---
title: "What We Heard: Three Patterns from Spring 2026 Events"
published: 2026-07-01T12:21:19.000-04:00
updated: 2026-07-01T12:21:19.000-04:00
excerpt: "We covered ten events this spring, from Hannover Messe to AWS Summit London. Three patterns kept showing up, and they say a lot about where operational analytics is headed. "
tags: Events & Recaps
authors: Matty Stratton, Shyan Lee
---

> **TimescaleDB is now Tiger Data.**

Spring 2026 was relentless. Tiger Data teams covered ten events across Europe and the US: GrafanaCON in Barcelona, Hannover Messe and AWS Summit Hamburg in Germany, AWS Summit London, ETHDenver in Colorado, the Offshore Technology Conference in Houston, Data Driven Oil & Gas in Texas, Sensors Converge and IOT Tech Expo in the Bay Area, and AWS Summit Los Angeles. Hundreds of conversations with platform engineers, SREs, industrial automation teams, oil and gas operators, blockchain infrastructure builders, and sensor hardware teams. That's a lot of badge scans.

Three patterns kept showing up across every audience, and they're really different angles on the same shift: the market has moved past category education and into implementation-level scrutiny.

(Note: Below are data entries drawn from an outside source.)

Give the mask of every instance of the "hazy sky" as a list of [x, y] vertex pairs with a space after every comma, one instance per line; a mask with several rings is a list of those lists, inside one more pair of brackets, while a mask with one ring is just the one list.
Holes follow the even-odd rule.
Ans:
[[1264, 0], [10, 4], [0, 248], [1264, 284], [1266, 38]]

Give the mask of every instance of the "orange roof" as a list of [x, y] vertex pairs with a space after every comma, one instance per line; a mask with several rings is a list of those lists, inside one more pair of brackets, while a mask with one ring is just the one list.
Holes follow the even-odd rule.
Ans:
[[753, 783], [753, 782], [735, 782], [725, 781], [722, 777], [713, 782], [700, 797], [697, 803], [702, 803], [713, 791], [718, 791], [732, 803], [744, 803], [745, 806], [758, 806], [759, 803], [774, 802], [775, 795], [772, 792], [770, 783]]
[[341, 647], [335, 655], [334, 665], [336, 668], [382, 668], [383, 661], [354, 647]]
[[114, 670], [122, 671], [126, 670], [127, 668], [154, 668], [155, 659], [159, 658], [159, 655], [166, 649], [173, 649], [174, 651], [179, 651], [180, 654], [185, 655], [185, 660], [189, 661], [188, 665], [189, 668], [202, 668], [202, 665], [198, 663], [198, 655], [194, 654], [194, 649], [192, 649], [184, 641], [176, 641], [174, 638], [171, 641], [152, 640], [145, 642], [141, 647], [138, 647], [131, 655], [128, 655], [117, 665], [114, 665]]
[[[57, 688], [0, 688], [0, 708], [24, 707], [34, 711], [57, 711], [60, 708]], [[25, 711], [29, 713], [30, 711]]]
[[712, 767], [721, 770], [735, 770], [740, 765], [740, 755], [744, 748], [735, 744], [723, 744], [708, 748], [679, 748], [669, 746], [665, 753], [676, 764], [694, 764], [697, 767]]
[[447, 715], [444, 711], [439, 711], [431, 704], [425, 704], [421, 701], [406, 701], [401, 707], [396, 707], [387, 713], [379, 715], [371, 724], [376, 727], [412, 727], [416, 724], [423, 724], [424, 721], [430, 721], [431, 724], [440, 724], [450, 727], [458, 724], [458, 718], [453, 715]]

Here's what that looked like on the ground.

## Pattern 1: Postgres is becoming the default for industrial and operational telemetry

Five years ago, telemetry workloads at scale defaulted to purpose-built time-series databases. InfluxDB. Prometheus. Specialized vertical stacks. The conversation at the booth has changed.

At Hannover Messe, the world's largest industrial trade show, the most common question from automation and manufacturing teams was some variant of: "we have tens of thousands of sensors writing constantly, our current system is buckling, what do you do differently." Not "should we use a time-series database." Not "what is TimescaleDB." Those teams had already chosen Postgres before they walked up. They wanted to know if Tiger Data could keep them on it at the volumes they were already running.

![](https://storage.ghost.io/c/6b/cb/6bcb39cf-9421-4bd1-9c9d-fa7b6755ba0e/content/images/2026/07/whole-team.png)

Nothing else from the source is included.